## ✨ EmoPrefer

## 🚀 EmoPrefer-Data
**This is the first multimodal preference dataset centered on human emotions.** For this dataset, we provide two emotion descriptions for each video and recruit multiple expert annotators to label preferences. Only samples with unanimous agreement among all annotators are retained, ensuring high-quality preference annotations. The raw dataset is based on MER2024, which is available at: https://huggingface.co/datasets/MERChallenge/MER2024
```bash
dataset
├── video # download from MER2024
├── audio # download from MER2024
├── preference_threestrict.csv
├── preference_threestrict_reverse.csv
├── preference_threestrict_with_modelnames.csv
├── license.txt # license for this dataset
```


## 🗝️ EmoPrefer-Bench
**This is the first benchmark for evaluating MLLMs' performance in emotion preference prediction.** In this benchmark, we conduct a comprehensive evaluation of different MLLMs and prompting techniques, further exploring strategies to enhance their alignment with human preferences. Using this dataset and benchmark, we reveal the performance of MLLMs in emotion preference prediction.

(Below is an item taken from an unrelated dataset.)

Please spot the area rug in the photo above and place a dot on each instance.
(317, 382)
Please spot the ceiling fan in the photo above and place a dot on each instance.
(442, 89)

### Requirements and Installation
```bash
conda env create -f environment.yml
```

### Main Code
Take 'qwen25omni_7b' as an example. Please download weights and change config.model2path['qwen25omni_7b'] to your own path.

```bash
CUDA_VISIBLE_DEVICES=0 python -u main_dpo_batch.py --model='qwen25omni_7b' --input_type='audiovideo' --output_type='preferencestrict' --prompt='normal' --totalround=2
CUDA_VISIBLE_DEVICES=0 python -u main_dpo_batch.py --model='qwen25omni_7b' --input_type='audiovideo' --output_type='preferencestrict' --prompt='cot'    --totalround=2
CUDA_VISIBLE_DEVICES=0 python -u main_dpo_batch.py --model='qwen25omni_7b' --input_type='audiovideo' --output_type='preferencestrict' --prompt='cot2' --llm='qwen25'  --totalround=2
CUDA_VISIBLE_DEVICES=0 python -u main_dpo_batch.py --model='qwen25omni_7b' --input_type='audiovideo' --output_type='preferencestrict' --prompt='cot3' --llm='qwen25'  --totalround=2

CUDA_VISIBLE_DEVICES=0 python -u main_dpo_batch.py --model='qwen25omni_7b' --input_type='audiovideo' --output_type='preferencestrictreverse' --prompt='normal' --totalround=2
CUDA_VISIBLE_DEVICES=0 python -u main_dpo_batch.py --model='qwen25omni_7b' --input_type='audiovideo' --output_type='preferencestrictreverse' --prompt='cot'    --totalround=2
CUDA_VISIBLE_DEVICES=0 python -u main_dpo_batch.py --model='qwen25omni_7b' --input_type='audiovideo' --output_type='preferencestrictreverse' --prompt='cot2' --llm='qwen25'  --totalround=2
CUDA_VISIBLE_DEVICES=0 python -u main_dpo_batch.py --model='qwen25omni_7b' --input_type='audiovideo' --output_type='preferencestrictreverse' --prompt='cot3' --llm='qwen25'  --totalround=2
```

### Intermediate Outputs
We provide intermediate results in *./output-matching* folder



## 🔒 License

This project is released under the Apache 2.0 license as found in the LICENSE file. The service is a research preview intended for **non-commercial use ONLY**. Please get in touch with us if you find any potential violations.